Au cours de ces dix ans, quelle aura été votre plus grande émotion ? Et le moment le plus fort ?

La plus grande émotion, en matière de courses, c’est sans aucun doute la victoire de Zarkava dans le Prix Vermeille en 2008. Et le moment le plus fort, au sein de l’entreprise, la réussite de la transformation digitale du PMU.

Qui est le nouvel employeur de Xavier Hürstel ?
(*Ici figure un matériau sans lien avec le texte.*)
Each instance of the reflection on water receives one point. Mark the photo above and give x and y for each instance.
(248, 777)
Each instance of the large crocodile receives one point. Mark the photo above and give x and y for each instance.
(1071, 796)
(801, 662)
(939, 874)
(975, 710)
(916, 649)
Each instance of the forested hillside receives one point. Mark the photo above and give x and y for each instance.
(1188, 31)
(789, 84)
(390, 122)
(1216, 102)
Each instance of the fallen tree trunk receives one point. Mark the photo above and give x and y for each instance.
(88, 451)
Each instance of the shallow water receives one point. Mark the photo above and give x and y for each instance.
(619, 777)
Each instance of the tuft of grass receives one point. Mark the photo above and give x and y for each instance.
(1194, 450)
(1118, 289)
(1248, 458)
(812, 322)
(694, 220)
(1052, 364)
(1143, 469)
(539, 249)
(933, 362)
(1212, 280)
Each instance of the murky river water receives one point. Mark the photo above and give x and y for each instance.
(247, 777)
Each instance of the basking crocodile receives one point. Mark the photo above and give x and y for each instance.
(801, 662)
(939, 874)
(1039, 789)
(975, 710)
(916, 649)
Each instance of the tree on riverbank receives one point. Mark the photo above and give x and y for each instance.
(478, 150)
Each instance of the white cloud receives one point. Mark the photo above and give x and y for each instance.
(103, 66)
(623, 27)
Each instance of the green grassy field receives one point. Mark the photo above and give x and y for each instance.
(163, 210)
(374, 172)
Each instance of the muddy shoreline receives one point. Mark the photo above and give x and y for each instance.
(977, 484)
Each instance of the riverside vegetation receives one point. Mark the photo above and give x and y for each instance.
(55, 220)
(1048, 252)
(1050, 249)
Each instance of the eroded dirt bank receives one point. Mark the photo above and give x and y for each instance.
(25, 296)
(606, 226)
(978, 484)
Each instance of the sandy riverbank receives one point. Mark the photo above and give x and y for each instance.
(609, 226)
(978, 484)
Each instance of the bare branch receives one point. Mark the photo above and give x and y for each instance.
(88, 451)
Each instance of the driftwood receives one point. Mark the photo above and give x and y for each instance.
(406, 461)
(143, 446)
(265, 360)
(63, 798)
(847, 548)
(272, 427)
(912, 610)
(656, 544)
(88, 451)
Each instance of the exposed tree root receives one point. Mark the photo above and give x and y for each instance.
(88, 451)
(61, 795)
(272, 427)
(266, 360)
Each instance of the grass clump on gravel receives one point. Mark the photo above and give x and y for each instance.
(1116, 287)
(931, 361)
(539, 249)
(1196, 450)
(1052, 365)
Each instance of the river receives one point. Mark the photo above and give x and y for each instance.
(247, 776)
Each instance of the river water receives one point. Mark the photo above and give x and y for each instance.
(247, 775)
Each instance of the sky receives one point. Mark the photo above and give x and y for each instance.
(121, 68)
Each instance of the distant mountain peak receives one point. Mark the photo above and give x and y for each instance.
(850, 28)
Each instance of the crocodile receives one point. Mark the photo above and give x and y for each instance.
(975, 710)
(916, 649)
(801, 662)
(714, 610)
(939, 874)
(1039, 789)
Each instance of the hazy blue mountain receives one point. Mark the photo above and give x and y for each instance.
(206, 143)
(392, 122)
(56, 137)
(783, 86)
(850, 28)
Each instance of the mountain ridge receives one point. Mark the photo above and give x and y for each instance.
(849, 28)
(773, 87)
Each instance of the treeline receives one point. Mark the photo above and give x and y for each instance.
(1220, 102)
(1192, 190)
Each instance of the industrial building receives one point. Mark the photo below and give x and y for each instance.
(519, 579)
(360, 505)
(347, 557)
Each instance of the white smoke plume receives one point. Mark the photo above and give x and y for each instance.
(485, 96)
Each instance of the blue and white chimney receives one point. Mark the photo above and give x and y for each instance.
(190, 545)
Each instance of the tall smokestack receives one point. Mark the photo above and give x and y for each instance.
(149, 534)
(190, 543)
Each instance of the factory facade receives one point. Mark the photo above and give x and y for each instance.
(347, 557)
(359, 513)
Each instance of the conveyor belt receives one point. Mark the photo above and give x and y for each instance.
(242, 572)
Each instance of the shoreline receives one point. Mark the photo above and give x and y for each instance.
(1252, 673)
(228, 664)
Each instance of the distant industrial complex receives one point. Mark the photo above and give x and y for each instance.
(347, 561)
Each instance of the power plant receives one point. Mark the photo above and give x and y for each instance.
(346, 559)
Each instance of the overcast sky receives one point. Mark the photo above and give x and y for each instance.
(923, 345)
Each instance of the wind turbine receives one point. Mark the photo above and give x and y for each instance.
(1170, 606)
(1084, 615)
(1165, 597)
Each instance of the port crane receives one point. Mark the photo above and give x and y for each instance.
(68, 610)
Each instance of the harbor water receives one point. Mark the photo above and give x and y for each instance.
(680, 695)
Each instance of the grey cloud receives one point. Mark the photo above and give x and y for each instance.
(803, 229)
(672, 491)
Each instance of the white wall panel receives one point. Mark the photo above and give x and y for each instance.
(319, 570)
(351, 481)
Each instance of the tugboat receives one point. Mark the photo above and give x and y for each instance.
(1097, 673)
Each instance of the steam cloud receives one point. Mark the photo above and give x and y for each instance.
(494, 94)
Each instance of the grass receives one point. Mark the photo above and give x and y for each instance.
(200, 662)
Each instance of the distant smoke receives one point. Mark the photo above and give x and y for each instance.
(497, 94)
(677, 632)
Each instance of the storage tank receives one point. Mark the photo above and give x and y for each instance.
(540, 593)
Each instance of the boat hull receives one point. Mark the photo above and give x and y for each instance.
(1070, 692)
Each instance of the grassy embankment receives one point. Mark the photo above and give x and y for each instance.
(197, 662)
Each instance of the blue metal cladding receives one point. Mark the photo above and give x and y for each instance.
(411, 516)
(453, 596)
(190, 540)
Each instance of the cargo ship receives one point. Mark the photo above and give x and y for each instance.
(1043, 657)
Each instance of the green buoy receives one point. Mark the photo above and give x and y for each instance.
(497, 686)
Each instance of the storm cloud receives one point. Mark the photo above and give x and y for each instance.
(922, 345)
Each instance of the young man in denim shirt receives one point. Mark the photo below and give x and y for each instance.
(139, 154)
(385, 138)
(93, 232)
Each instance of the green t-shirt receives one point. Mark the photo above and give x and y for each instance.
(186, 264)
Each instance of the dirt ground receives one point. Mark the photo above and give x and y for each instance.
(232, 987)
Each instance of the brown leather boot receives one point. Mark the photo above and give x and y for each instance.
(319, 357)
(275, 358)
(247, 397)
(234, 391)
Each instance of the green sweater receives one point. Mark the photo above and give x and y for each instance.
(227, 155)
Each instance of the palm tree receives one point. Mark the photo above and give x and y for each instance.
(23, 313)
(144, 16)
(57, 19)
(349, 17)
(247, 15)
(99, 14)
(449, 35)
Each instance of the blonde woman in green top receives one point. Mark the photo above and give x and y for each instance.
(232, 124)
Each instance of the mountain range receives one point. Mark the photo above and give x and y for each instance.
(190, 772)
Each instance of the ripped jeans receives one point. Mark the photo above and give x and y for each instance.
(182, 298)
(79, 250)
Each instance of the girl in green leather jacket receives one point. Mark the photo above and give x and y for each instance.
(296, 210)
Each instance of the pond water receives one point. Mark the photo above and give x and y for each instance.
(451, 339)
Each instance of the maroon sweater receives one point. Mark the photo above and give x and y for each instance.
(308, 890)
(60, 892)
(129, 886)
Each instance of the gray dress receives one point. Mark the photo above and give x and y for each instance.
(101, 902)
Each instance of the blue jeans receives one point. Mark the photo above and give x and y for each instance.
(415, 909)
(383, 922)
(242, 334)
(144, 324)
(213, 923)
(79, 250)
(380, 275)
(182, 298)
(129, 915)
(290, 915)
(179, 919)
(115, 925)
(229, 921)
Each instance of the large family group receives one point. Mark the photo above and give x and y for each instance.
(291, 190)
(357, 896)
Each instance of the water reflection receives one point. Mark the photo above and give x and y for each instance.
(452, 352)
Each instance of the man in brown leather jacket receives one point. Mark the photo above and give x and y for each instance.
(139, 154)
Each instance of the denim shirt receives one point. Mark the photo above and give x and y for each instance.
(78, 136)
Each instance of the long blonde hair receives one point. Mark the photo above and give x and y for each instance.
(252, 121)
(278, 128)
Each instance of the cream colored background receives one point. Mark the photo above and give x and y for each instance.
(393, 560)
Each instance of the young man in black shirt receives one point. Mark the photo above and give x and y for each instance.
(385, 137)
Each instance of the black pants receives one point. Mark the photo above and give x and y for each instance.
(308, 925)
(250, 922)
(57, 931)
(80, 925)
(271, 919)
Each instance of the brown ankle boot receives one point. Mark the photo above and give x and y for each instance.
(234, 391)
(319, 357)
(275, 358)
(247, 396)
SopraSteria, leader européen de la transformation numérique, propose l’un des portefeuilles d’offres les plus complets du marché : conseil, intégration de systèmes, édition de solutions métier, infrastructure management et business process services. Il apporte ainsi une réponse globale aux enjeux de développement et de compétitivité des grandes entreprises et organisations.

Combinant valeur ajoutée, innovation et performance des services délivrés, SopraSteria accompagne ses clients dans leur transformation et les aide à faire le meilleur usage du numérique. Fort de 40.000 collaborateurs dans plus de 20 pays, SopraSteria affiche un chiffre d’affaires de 3,7 milliards d’euros en 2016.